Voriconazole metabolism may be altered by coadministration of drugs that metabolically induce or inhibit cytochrome P450 2C19 or by genetic alterations that affect enzyme activity.
Voriconazole (Vfend) is an antifungal agent approved for treatment of invasive aspergillosis and candidemia/candidiasis, as well as for salvage therapy for infections in patients refractory to or intolerant of other antifungal therapy. The drug inhibits the fungal enzyme 14a-sterol demethylase, a critical step in ergosterol biosynthesis.

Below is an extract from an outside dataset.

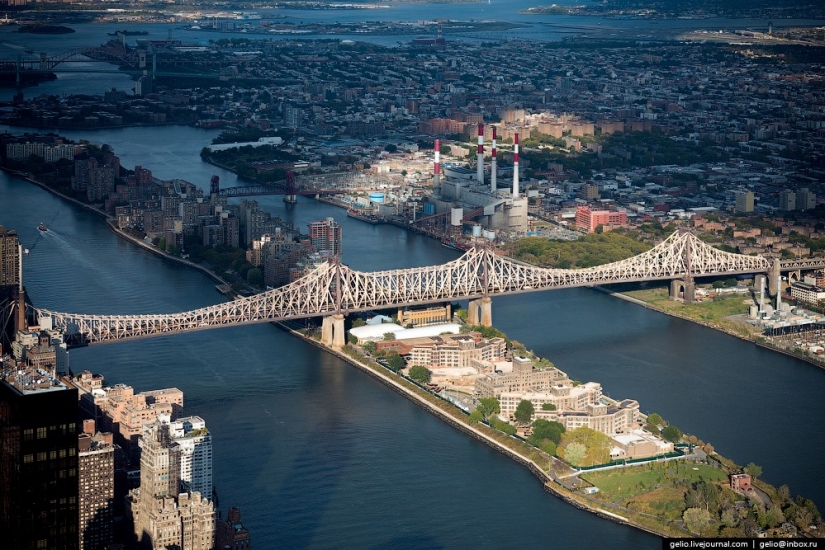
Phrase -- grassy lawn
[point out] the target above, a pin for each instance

Voriconazole is metabolized in the liver primarily by cytochrome P450 (CYP) 2C19; CYP2C9, and CYP3A4 play limited roles. The primary metabolite is voriconazole N-oxide, which has no antifungal activity. Drug clearance is primarily dependent on hepatic metabolism. The pharmacokinetics of voriconazole is highly variable and nonlinear, which results in an increased dose leading to a greater than proportional increase in serum concentration.
The bioavailability of oral voriconazole is greater than 95%. Approximately 60% of the drug in serum is protein bound. Voriconazole has a volume of distribution of 4.6 L/kg. Most (80%) of the drug is excreted in the urine, exclusively as metabolites.
Adverse effects of voriconazole include visual disturbances, skin rashes, and elevated liver enzyme levels.
Trough level (ie, immediately before next dose) monitoring is recommended.